Tornerà a New Delhi? Restera in Italia? A migliaia di chilometri, in una casa nell'ambasciata di Italia in India, Girone, da alcuni visto quasi un "ostaggio" del governo indiano che ha concesso il permesso a Latorre, lavora con l'addetto militare. Ma vuole sapere quando finirà l'esilio che lo separa dalla moglie Vania e dai figli Michele e Martina.

Al termine di 36 mesi di attesa, gli investigatori indiani non hanno ancora esplicitato i capi di accusa nei loro confronti. E il premier Narendra Modi, dopo aver snobbato le richieste italiane di dialogo, si rende ora conto che la sorte dei fucilieri, vittime della insensibilità e burocrazia locale, può ritorcerglisi contro nel momento in cui sta sollecitando un ruolo di primo piano per l'India a livello internazionale.

"Vite appese a un filo" - La compagna di Latorre, Paola Moschetti, ha sintetizzato i sentimenti dell'anniversario: "Sicuramente non ci arrenderemo fin quando la vicenda non sarà risolta e chiarita. Ma non si può vivere bene, le nostre vite sono appese ad un filo". E' probabile che decidendo di far scendere a terra in Kerala Latorre e Girone molti pensavano che la vicenda si sarebbe risolta presto. Un errore grave, frutto di scarsa conoscenza dei meccanismi politici e giuridici indiani che l'Italia, si deve ammettere, ha pagato caro.

Gli errori italiani e le arroganze indiane - Prima le indagini e i tribunali del Kerala, poi l'intervento che sembrava a torto risolutorio della Corte Suprema, hanno contribuito a trasformare un caso giudiziario internazionale in una matassa aggrovigliata che nessuno sembra poter districare. L'intervento della polizia indiana Nia, poi, ha fatto deragliare l'istruttoria per lo spettro della pena di morte, agitato in base ad una legge antiterrorismo (Sua Act) nonostante le assicurazioni politiche delle autorità governative indiane. La Corte Suprema, in seguito, ha accettato un ricorso italiano per l'eliminazione del Sua Act, mettendo la Nia nell'impossibilità di formalizzare i risultati dell'inchiesta perché per statuto non può che operare in base a leggi antiterrorismo. E i legali dei due fucilieri ora esigono che anche la Nia si tolga di mezzo.

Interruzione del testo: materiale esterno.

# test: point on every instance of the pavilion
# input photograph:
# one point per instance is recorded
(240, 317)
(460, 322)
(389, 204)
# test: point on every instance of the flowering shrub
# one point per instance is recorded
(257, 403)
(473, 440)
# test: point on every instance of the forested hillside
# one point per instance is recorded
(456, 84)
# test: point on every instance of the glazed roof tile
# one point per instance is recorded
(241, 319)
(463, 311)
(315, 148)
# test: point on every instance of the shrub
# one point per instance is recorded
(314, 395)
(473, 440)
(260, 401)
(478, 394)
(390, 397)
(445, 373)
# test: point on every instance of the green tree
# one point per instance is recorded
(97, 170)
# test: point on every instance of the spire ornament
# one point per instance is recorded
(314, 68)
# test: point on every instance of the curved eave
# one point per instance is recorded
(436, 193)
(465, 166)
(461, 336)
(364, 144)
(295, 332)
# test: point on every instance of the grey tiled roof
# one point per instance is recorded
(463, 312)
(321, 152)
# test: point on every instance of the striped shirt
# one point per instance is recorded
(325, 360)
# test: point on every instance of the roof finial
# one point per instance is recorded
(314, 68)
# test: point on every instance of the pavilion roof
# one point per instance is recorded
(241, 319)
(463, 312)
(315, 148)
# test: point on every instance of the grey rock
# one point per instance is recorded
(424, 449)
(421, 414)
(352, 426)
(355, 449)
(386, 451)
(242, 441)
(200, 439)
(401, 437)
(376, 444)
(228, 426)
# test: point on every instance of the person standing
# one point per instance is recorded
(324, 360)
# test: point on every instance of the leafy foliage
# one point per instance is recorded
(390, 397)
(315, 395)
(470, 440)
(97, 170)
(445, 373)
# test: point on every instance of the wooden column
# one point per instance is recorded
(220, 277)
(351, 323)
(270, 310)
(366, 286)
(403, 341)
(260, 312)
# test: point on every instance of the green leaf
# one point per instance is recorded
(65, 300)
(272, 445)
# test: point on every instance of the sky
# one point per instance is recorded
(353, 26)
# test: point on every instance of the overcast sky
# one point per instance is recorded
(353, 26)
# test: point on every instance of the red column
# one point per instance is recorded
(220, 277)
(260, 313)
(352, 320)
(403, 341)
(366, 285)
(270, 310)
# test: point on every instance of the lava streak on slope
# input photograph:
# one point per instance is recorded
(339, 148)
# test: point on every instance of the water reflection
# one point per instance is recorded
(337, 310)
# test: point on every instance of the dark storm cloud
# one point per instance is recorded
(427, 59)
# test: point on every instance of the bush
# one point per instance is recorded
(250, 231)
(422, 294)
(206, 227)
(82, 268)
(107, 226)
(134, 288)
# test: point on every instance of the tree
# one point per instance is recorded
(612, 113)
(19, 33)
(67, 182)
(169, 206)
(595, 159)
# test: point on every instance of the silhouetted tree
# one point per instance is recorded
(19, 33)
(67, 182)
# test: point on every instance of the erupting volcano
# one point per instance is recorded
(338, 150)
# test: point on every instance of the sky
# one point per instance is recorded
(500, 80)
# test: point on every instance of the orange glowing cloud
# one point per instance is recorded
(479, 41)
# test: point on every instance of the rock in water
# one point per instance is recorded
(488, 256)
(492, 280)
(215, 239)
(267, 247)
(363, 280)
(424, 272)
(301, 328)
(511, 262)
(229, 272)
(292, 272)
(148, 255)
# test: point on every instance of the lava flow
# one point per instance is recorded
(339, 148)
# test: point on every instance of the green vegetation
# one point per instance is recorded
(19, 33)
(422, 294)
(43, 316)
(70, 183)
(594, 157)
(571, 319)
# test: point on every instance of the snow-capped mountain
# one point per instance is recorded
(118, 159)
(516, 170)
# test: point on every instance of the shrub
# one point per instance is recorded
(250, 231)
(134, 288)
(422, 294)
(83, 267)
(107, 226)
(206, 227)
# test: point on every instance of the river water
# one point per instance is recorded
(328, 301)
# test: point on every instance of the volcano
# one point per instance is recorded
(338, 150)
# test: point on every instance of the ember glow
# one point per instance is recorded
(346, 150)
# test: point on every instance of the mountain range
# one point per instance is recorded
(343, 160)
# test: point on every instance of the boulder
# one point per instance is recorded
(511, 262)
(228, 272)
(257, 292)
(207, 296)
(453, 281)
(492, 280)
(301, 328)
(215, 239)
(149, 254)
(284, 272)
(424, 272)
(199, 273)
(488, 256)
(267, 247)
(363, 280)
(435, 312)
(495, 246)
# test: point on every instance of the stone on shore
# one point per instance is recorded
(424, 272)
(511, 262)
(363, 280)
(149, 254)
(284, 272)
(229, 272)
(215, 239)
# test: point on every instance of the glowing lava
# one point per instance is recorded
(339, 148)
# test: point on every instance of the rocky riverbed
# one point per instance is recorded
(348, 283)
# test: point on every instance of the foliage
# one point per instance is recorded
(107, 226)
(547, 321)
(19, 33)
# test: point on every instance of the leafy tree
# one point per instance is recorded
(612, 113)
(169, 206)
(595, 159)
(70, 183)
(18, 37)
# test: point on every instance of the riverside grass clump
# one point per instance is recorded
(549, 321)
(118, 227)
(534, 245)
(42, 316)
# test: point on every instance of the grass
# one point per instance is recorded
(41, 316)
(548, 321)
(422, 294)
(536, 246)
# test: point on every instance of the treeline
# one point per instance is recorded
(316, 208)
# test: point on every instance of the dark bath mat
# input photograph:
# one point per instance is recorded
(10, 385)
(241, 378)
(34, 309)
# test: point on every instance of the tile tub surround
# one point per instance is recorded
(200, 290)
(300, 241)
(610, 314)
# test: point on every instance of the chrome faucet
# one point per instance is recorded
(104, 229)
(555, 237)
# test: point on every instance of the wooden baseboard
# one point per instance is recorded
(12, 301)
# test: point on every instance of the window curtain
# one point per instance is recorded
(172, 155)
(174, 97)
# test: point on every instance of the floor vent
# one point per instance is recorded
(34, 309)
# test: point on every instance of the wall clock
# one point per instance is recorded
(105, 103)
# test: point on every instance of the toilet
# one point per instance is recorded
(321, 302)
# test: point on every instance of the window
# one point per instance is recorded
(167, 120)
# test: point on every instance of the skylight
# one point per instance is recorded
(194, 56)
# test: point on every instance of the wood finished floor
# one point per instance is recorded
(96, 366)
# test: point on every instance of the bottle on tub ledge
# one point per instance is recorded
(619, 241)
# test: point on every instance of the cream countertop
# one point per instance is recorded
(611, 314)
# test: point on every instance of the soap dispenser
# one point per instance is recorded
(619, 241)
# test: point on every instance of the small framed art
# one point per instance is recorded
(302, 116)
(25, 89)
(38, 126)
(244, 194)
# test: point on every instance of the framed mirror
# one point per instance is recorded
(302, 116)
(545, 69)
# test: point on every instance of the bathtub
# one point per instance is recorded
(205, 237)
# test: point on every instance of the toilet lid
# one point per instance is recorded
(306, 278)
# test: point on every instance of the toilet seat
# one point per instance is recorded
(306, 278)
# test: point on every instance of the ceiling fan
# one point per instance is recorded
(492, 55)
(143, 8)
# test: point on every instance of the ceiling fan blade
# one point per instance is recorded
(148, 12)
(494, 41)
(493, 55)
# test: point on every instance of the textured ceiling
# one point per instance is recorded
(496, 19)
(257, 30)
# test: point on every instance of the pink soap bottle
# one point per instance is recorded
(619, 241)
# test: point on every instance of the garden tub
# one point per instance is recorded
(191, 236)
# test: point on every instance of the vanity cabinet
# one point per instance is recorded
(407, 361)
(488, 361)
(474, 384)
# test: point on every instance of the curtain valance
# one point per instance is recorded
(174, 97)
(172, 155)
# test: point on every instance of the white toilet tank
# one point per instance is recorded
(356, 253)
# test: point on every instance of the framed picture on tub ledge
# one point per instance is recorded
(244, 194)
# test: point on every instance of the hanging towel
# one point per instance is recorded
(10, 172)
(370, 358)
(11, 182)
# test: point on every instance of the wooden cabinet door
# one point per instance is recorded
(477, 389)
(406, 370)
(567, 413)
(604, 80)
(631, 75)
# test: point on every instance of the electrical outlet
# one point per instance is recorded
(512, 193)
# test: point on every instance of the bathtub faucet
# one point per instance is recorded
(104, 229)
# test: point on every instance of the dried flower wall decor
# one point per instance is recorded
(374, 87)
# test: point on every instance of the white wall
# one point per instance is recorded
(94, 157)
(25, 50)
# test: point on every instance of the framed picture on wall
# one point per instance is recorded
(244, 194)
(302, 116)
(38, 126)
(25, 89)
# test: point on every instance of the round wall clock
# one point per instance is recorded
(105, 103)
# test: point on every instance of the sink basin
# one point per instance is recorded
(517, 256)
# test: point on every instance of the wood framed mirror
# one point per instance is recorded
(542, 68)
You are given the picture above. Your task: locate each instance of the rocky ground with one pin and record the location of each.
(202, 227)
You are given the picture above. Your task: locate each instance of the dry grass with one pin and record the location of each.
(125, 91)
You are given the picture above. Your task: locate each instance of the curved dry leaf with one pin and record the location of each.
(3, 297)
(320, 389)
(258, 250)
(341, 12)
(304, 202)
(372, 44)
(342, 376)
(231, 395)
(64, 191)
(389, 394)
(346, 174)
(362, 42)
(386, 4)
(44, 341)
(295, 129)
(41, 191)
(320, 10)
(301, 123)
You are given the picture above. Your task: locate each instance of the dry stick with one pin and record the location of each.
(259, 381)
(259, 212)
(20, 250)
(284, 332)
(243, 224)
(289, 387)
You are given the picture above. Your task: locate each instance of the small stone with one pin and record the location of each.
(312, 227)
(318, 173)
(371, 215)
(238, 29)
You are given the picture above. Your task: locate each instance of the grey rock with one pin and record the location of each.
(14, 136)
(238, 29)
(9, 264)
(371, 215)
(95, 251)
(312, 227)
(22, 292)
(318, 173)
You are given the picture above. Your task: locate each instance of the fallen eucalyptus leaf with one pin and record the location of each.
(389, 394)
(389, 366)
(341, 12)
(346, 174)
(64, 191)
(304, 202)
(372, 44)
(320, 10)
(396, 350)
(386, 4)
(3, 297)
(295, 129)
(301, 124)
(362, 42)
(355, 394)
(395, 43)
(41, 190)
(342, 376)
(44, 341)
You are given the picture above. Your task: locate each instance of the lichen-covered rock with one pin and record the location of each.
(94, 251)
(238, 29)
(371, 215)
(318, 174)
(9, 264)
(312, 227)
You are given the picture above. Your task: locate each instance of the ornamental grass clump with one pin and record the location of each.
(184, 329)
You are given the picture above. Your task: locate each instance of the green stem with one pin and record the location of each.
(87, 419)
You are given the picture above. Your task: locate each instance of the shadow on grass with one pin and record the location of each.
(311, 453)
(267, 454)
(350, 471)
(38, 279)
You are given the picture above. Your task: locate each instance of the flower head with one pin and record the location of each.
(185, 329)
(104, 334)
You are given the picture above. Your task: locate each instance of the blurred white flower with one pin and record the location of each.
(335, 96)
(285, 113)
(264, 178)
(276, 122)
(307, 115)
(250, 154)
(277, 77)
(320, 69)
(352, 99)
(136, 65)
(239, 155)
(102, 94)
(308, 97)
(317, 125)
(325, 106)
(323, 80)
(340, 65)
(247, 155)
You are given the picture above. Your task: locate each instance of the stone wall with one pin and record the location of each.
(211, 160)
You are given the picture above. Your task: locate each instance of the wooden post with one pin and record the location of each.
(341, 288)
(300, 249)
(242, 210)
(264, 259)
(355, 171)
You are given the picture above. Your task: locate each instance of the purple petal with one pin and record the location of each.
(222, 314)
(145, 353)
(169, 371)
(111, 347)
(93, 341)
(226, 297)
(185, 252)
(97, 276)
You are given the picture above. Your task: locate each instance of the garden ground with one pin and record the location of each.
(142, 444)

In più la giurisprudenza prevalente conferma che per un incidente di questo tipo avvenuto a 20,5 miglia nautiche dalla costa - in acque contigue a quelle territoriali ma pur sempre internazionali - il diritto penale indiano è inapplicabile. Così l'India ha concesso la sua prima apertura, ricordando che il caso è "sub judice", ma ammettendo di "avere allo studio una proposta italiana per una soluzione consensuale della crisi".

Il piano "b", portare il caso a livello internazionale - Fonti accreditate ipotizzano che Delhi accetterebbe un accordo consensuale solo "se ratificato dai giudici". Di colpo l'udienza nella Cancelleria della Corte Suprema, fissata per il 9 marzo, e che sembrava di routine assume importanza perché potrebbe rilanciare le udienze sulla sostanza della causa (polizia implicata, giurisdizione), sospese da mesi. Se lo stallo continuasse, Roma farebbe partire il 'piano B' legato alla internazionalizzazione della causa, una opzione più volte evocata dalla Farnesina, ma tenuta nel cassetto. Essa avrebbe il merito di ridimensionare l'India. Ma certo non ridurrebbe i tempi della soluzione del caso.